Insights Gleaned from Executing Databricks SQL Serverless alongside DBT
=========================================================================================
In a recent experiment, the performance, cost, and management of Databricks' SQL Classic, SQL Pro, and SQL Serverless warehouse offerings were compared. The study simulated a real company's approach to running a SQL warehouse and looked at the parameters of warehouse size and DBT threads.

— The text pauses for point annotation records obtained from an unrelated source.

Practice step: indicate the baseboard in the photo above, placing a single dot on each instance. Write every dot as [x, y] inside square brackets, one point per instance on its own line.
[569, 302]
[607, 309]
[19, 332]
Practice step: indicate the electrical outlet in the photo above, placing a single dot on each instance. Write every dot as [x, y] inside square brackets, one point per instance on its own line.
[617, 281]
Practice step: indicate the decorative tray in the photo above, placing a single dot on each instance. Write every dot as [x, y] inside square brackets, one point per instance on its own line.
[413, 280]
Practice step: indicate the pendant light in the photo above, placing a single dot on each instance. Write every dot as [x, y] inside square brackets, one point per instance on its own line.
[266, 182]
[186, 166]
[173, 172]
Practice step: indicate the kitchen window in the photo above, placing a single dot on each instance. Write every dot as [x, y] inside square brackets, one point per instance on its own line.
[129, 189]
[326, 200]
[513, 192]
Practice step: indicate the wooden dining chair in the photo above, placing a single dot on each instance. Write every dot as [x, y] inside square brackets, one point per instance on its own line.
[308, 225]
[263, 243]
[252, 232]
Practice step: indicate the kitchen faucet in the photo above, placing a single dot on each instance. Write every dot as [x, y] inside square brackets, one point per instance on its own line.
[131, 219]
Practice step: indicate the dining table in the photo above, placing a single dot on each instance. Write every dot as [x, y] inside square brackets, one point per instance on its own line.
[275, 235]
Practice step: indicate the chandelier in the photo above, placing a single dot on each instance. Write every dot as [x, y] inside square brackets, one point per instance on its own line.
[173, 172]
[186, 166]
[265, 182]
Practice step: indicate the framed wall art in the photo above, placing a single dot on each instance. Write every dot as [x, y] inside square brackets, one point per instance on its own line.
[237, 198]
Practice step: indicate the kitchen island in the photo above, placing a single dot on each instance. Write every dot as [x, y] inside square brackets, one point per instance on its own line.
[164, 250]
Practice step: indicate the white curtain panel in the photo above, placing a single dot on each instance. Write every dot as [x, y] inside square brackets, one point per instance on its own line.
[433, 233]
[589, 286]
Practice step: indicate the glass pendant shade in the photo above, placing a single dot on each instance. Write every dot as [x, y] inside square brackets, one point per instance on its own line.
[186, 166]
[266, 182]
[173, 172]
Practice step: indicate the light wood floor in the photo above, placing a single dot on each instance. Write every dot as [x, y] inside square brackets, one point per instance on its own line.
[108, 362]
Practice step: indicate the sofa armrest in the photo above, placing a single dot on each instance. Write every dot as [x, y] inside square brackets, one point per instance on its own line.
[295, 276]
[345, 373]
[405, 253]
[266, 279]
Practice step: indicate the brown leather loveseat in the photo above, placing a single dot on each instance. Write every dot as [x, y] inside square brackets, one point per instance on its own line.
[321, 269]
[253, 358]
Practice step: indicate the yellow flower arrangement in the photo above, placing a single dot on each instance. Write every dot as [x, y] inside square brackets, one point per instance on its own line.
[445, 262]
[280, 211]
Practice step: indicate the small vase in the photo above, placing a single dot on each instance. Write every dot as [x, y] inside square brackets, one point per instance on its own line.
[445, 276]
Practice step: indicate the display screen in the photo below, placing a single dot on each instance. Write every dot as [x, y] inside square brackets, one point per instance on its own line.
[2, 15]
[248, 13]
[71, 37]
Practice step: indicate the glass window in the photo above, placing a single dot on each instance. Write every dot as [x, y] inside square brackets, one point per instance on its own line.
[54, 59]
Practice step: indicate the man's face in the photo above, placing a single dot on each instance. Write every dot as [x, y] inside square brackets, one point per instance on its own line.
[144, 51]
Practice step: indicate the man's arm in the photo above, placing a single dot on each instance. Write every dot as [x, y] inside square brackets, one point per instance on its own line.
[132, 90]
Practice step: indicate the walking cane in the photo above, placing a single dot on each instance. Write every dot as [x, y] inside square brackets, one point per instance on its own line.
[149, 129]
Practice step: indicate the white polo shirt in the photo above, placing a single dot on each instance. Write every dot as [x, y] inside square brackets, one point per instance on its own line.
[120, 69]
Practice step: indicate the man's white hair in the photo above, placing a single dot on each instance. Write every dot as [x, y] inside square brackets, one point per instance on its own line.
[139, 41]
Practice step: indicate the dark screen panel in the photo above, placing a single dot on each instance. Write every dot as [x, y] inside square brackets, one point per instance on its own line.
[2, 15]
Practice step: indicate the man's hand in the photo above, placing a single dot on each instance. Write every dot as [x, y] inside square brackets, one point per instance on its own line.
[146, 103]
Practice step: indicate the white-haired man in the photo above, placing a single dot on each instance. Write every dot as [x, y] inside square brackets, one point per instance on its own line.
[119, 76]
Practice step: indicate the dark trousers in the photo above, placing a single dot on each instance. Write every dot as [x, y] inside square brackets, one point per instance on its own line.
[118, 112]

The key differences between these options lie in their performance features, cost structure, and management style.
Performance Features
The Photon engine, a vectorized query engine, is supported by all three options, boosting SQL and DataFrame API speed. Predictive IO, which optimizes selective scans, is available in Pro and Serverless but not Classic. Intelligent Workload Management (IWM), which dynamically manages resources with AI for handling large query volumes efficiently, is exclusive to Serverless only.
Cost and Management
Classic uses manual or automated cluster management prone to idle compute costs. Pro provides enhanced performance but still lacks full serverless benefits. Serverless warehouses, on the other hand, fully manage resource allocation, auto-scale on demand, and do not charge for idle compute, providing better cost control and operational simplicity. Serverless reduces spin-up time by quickly launching clusters at query start and shutting down after, mitigating idle resource waste.
Use Case Suitability
Serverless is generally recommended for most workloads due to ease of use, better elasticity, cost efficiency, and out-of-the-box performance optimizations. Classic is largely legacy, suitable for cases where manual control is preferred or legacy pipelines exist. Pro serves as a middle ground with added performance features but less automation and cost-efficiency than serverless.
The experiment used Databricks Workflows with a Task Type of dbt as the runner for the dbt CLI, and all jobs were executed concurrently. The results revealed that the performance of black box "serverless" systems can result in some unusual anomalies.
The workload selected for the experiment was the TPC-DI benchmark, with a scale factor of 1000. The results showed that for smaller warehouses, changing the number of threads affected the duration by about +/- 10%, but not the cost much. For larger warehouses, the number of threads impacted both cost and runtime significantly.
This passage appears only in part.